What is clear is that the owners of Airbnbs and other such short-term rentals won’t face the tax change in 2024. The county’s decision on Friday to put the program on hold essentially means the tax structure could not be changed until 2025 at the earliest. The same goes for any other home-based businesses that the county may be contemplating for an increase in tax assessment rates.
Douglas County appears to be alone in taking action on this issue in Kansas. State Sen. Tom Holland — a Baldwin City Democrat who is the ranking minority member on the Kansas Senate Committee on Assessment and Taxation — said Douglas County’s efforts were the first he had heard of any county trying to tax Airbnbs and short-term rentals as commercial property.
He said the effort surely would raise multiple questions about whether other types of home-based businesses also would need to be taxed at commercial rates.
“I think it definitely opens up a lot of things to think about,” Holland said, speaking to the Journal-World just prior to the county’s announcement that it was putting its plan on hold.
Holland said local government officials likely will need to address another issue if they want to go down this path — the number of tax abatements and other such tax breaks they give to commercial enterprises. For example, he said while Airbnb rentals in people’s homes might be taxed at a lower rate than hotels or motels, “I would be curious to see how many of those hotels and motels are actually paying 25% versus having a tax abatement.”
Prior to the county putting the plan on hold, Holland said he wouldn’t be surprised if the county faced legal action over its decision.
An issue that likely would have emerged in any lawsuit is that it appeared the county was making a decision to allow bed-and-breakfast properties to be taxed at the 11.5% residential rate while taxing Airbnbs at the 25% rate.
When the Journal-World asked why that would be the case, given the similar uses of a bed-and-breakfast and an Airbnb, the county did not respond.
Other questions that the county did not respond to included:
• Would an existing short-term rental property qualify to become a bed-and-breakfast — and thus be assessed at the residential rate — if it went through the steps to provide food as part of its facility rental? The Journal-World asked if Airbnbs simply would be able to leave breakfast food in the cabinets or refrigerator, for instance, and thus be classified as bed-and-breakfast facilities.
• The Journal-World also asked why the county focused only on short-term rental properties rather than looking at the number of home-based businesses that may face the same tax structure issues as short-term rentals. The Journal-World asked whether there was any concern that short-term rental property owners would be singled out by this approach.

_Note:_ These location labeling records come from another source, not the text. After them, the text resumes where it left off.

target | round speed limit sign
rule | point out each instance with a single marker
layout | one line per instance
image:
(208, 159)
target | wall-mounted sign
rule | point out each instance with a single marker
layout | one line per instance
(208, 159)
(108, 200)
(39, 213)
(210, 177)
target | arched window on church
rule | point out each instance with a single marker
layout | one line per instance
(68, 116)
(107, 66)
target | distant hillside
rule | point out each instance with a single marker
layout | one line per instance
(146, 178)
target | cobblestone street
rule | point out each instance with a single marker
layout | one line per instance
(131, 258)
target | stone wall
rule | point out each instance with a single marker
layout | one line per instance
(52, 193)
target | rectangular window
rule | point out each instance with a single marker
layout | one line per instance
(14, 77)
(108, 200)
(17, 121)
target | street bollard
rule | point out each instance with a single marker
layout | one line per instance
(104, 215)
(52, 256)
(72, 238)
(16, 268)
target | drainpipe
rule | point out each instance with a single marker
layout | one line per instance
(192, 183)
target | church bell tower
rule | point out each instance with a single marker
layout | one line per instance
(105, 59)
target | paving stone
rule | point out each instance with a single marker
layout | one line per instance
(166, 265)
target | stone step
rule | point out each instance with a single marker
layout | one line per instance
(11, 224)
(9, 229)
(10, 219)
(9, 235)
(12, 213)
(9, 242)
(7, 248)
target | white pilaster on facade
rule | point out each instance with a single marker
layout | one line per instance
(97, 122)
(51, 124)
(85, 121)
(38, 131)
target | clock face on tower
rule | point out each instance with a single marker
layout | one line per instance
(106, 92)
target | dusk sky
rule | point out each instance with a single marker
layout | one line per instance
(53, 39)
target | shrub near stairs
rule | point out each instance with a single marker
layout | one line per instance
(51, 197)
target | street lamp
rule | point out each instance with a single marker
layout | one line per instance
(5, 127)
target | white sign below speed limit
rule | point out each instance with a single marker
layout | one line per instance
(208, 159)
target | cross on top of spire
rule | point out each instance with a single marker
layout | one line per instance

In its press release on Friday, the county said it had received feedback from short-term rental property owners that “revealed new information and nuances” that needed to be researched.
While short-term rental property owners who reached out to the Journal-World certainly were expressing concerns about the proposed change, there likely are some community members who were hoping the change would take place this year.
Hotel operators have brought up the discrepancy in tax rates previously, and some neighbors have expressed concern with the proliferation of short-term rentals in their neighborhoods. Some community members also have suggested that other communities in other states that have clamped down on the availability of short-term rentals have seen housing prices moderate. Addressing affordable housing issues has been a high-priority item for Douglas County; however, no county official has said that the change in tax structure was being done for affordable housing reasons.